Purdue Pharma, the manufacturer of OxyContin, supported the data collection costs for the additional OxyContin questions added to the ongoing Drug Evaluation Network System. Purdue Pharma did not participate in the analyses, interpretation, or writing of this article, nor did they limit the use of data for publications or presentations. Purdue Pharma provided support to the Treatment Research Institute for continued data collection in the last 3 months of the project ( January–March 2004).
Funding for data collection of this study was provided through the Office of National Drug Control Policy.
Supported by the Office of National Drug Control Policy (contract #N66001-01-C-6033), with additional funding from the Substance Abuse and Mental Health Services Administration (contract #270-02-7109); NIDA grants RO1 DA13134 and R01 DA015125, U10-DA13043, and K05-DA 17009.

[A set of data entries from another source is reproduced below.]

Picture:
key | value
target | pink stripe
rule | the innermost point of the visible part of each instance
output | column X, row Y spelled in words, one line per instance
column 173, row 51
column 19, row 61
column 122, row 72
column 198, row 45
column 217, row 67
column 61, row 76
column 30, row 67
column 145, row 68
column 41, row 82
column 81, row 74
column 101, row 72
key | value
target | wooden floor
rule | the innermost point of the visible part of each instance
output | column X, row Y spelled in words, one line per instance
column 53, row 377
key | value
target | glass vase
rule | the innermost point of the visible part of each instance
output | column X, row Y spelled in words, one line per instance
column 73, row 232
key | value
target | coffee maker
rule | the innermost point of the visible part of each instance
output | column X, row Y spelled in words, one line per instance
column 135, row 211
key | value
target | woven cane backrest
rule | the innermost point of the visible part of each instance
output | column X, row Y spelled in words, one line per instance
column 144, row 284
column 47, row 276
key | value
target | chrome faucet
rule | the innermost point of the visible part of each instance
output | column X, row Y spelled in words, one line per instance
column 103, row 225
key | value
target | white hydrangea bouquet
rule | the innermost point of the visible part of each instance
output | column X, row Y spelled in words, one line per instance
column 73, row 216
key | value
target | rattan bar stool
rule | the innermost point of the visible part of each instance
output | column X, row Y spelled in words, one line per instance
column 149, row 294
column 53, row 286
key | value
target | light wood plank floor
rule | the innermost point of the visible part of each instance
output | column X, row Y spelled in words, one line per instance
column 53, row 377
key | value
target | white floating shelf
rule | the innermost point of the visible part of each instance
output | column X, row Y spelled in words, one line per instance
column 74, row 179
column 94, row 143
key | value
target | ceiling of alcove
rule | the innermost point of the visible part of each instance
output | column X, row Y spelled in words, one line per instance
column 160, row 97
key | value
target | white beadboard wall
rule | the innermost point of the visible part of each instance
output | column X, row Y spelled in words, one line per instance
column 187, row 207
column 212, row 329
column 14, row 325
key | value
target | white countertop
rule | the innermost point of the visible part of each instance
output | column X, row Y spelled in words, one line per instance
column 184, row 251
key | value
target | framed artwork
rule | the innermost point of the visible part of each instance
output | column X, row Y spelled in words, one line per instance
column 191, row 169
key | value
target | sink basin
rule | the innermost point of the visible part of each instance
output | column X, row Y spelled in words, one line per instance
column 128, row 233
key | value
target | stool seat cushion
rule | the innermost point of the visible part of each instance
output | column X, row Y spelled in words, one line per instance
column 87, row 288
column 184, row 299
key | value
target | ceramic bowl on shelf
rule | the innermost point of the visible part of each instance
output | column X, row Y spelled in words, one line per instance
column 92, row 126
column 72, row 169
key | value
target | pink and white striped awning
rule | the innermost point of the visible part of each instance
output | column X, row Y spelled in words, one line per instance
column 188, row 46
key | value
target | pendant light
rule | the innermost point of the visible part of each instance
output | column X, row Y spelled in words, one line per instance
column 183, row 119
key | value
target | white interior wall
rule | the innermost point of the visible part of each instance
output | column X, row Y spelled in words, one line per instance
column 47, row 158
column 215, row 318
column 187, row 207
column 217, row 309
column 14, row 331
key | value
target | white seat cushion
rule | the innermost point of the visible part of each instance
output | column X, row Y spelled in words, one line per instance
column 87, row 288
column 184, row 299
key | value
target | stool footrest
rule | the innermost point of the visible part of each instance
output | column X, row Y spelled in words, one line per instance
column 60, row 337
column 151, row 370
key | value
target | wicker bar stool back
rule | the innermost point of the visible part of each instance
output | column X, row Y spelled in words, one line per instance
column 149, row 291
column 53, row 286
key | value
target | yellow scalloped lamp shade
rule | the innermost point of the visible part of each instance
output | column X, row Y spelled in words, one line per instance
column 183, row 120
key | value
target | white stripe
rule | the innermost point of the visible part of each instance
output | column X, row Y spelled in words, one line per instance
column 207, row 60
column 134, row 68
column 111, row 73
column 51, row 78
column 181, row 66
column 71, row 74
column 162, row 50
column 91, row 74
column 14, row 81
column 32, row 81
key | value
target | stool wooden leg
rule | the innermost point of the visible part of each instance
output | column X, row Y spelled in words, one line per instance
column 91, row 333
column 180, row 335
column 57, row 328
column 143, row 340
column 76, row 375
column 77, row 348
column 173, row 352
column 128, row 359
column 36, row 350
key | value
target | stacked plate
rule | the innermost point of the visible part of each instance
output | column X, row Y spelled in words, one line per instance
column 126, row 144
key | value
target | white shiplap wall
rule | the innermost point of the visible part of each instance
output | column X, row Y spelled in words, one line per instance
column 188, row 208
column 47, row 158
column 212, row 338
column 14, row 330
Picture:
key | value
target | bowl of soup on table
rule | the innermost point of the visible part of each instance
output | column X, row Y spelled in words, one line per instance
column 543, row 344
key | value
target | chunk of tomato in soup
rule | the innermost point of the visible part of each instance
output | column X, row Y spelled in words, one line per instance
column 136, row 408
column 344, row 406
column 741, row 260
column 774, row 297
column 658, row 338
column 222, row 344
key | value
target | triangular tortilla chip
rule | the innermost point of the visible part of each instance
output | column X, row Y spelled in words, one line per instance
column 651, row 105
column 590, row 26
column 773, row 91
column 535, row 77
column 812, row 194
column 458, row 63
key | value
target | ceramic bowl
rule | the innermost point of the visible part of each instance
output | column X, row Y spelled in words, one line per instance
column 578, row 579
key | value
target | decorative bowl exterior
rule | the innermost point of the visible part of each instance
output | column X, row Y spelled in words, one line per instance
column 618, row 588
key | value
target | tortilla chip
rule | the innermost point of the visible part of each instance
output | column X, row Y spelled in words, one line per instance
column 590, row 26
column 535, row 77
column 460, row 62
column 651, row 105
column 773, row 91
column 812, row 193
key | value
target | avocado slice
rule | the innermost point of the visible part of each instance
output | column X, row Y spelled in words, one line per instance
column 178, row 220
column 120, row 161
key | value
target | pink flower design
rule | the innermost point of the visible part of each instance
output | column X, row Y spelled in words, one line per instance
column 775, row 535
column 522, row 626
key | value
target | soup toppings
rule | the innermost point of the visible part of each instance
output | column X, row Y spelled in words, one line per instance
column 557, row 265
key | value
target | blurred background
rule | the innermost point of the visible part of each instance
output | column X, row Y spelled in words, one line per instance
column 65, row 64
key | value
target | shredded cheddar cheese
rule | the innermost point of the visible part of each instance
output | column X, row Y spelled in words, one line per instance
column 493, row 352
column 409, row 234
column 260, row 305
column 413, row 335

No limitations were made by any funding source regarding collection, management, analysis, or interpretations of the data. No government or industry sponsor participated in the interpretation or writing of this article, thus there were no limitations on the use of these data for publications or presentations.
Early, incomplete results were presented in College on Problems of Drug Dependence poster, Orlando, Fla., 2005, and in San Juan, Puerto Rico, 2004
Dr. Woody was a paid consultant to Purdue on the RADARS project, a postmarketing study of OxyContin and other prescription drugs of abuse for a 2-year period; he has also served as a consultant to Ortho-McNeil. Drs. Carise, Dugosh, McLellan, Camilleri, and Lynch report no competing interests.